In [None]:
import math
from matplotlib import pyplot as plt
import timeit
from tqdm import tqdm

import torch
import torch.nn as nn
import torch.nn.functional as F
import torch.optim as optim
from torchvision import datasets, transforms

from novelty.models.dists import benford_dist, instrumental_dist
from novelty.models.mlp import MLP
from novelty.models.util import train_streaming_unbalanced, test
from novelty.visualization.models import plot_accs

In [None]:
use_gpu = False
device = torch.device("mps" if use_gpu else "cpu")

In [None]:
epochs = 10
train_kwargs = {'batch_size': 1}
test_kwargs = {'batch_size': 1000}
if use_gpu:
    cuda_kwargs = {'num_workers': 1,
                   'pin_memory': True,
                   'shuffle': True}
    train_kwargs.update(cuda_kwargs)
    test_kwargs.update(cuda_kwargs)
transform=transforms.Compose([
    transforms.ToTensor(),
    transforms.Normalize((0.1307,), (0.3081,)) # image mean and std 
    ])

In [None]:
dataset1 = datasets.MNIST('../data/raw', train=True, download=True,
                   transform=transform)
dataset2 = datasets.MNIST('../data/raw', train=False,
                   transform=transform)
train_loader = torch.utils.data.DataLoader(dataset1,**train_kwargs)
test_loader = torch.utils.data.DataLoader(dataset2, **test_kwargs)

In [None]:
benford_probs = benford_dist(torch.arange(0,10))
max_scaler = max(benford_probs)

In [None]:
def prob_func_inverse(prob):
    return 0.001 * (1/prob) 

def prob_func_log(prob):
    return 0.01 * -torch.log(prob) / torch.log(torch.tensor(11))

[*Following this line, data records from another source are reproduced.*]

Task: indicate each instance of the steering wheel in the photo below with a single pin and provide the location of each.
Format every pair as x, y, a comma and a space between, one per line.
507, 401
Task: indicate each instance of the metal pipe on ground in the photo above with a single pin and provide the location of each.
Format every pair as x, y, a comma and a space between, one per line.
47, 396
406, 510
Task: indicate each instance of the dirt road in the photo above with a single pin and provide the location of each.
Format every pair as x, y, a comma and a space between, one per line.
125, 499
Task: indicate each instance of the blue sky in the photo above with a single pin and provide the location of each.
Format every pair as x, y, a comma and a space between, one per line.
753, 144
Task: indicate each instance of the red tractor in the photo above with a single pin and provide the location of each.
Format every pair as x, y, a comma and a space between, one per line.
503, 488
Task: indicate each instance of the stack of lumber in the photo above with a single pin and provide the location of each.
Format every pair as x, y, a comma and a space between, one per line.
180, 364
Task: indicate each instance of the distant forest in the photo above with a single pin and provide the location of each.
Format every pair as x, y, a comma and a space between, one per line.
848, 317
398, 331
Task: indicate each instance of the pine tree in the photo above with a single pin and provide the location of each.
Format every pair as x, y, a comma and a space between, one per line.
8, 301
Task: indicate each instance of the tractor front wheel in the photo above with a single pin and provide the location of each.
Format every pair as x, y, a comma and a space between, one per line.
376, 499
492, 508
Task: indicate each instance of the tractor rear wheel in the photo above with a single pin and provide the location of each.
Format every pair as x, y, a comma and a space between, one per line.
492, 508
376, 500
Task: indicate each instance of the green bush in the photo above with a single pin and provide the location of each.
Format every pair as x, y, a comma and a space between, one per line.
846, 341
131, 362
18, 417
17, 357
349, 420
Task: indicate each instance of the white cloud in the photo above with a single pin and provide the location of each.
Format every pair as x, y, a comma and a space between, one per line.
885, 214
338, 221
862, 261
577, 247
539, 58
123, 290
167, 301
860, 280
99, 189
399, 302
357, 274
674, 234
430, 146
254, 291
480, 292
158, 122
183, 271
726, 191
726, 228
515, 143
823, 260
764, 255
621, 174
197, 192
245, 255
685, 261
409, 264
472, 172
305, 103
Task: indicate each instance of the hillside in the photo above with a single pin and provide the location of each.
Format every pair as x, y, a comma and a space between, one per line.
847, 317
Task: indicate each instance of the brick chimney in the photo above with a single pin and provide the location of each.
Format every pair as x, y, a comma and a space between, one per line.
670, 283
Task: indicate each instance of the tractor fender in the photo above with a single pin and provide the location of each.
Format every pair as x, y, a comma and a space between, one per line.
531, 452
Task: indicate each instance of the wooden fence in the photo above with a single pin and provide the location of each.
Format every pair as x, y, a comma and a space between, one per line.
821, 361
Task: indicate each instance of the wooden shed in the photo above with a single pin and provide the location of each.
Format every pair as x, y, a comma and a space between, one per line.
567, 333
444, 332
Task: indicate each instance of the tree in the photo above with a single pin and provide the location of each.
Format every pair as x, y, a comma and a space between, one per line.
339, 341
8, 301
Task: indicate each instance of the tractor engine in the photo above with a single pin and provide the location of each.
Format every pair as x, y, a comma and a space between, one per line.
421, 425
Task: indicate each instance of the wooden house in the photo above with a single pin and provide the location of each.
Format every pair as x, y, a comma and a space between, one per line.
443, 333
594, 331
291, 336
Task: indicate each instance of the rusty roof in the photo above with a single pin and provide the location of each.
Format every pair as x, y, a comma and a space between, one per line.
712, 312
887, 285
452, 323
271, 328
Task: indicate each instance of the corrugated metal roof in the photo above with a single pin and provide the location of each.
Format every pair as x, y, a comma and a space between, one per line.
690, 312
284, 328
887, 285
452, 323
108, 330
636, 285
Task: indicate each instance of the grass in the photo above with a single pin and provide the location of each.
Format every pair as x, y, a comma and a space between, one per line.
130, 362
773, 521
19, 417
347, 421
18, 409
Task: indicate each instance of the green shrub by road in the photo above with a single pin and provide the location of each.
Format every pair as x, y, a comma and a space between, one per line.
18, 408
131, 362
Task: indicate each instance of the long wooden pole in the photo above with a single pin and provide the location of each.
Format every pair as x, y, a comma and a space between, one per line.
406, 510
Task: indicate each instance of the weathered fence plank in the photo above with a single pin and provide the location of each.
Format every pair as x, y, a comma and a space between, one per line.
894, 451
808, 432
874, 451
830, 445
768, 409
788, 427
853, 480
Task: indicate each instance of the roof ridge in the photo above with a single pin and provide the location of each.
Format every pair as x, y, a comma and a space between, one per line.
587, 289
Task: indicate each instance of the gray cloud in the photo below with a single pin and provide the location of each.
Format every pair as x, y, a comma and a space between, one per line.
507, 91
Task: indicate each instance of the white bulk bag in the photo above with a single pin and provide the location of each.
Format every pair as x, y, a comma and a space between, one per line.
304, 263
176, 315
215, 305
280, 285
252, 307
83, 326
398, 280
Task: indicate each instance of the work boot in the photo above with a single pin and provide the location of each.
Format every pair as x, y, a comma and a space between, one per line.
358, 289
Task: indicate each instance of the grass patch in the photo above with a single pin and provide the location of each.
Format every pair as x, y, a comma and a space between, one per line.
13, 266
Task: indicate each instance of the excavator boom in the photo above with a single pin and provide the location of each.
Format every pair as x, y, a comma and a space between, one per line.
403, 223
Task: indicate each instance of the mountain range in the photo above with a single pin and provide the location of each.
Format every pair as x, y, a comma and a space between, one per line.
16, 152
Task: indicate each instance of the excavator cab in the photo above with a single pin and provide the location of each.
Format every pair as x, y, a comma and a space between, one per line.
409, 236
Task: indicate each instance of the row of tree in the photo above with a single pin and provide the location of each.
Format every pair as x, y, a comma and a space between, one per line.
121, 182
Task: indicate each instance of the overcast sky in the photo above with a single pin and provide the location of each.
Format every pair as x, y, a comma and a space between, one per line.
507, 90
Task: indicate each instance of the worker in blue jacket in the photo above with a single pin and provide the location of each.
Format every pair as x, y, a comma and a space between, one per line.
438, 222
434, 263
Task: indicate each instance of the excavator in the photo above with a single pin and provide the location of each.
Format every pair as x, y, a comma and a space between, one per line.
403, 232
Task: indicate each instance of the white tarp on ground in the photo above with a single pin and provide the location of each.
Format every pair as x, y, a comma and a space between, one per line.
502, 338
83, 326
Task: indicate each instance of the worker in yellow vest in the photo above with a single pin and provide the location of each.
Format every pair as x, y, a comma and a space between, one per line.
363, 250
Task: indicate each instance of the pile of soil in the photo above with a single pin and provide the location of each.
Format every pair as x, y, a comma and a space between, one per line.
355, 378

# Naive Novelty Based Updates

Knowing that the samples are drawn from the Benford Distribution, we can attempt to scale our learning rate by the inverse of the probabilty 

In [None]:
examples_per_epoch = 10000
batches_per_epoch = examples_per_epoch//train_kwargs['batch_size']
epochs = len(train_loader.dataset)//examples_per_epoch

In [None]:
model = MLP().to(device)
optimizer = optim.SGD(model.parameters(), lr = 0.01)

In [None]:
train_losses = []
train_accs = []
train_kept = []
test_losses = []
test_accs = []
for epoch in tqdm(range(1, epochs + 1)):
    train_loss, train_acc, kept = train_streaming_unbalanced(model, device, train_loader, optimizer, epoch, 
                                                       benford_dist, instrumental_dist, max_scaler, 
                                                       batches_per_epoch, True, prob_func_inverse)
    test_loss, test_acc = test(model, device, test_loader)
    train_losses.append(train_loss)
    train_accs.append(train_acc)
    train_kept.append(kept)
    test_losses.append(test_loss)
    test_accs.append(test_acc)

In [None]:
plot_accs(train_accs)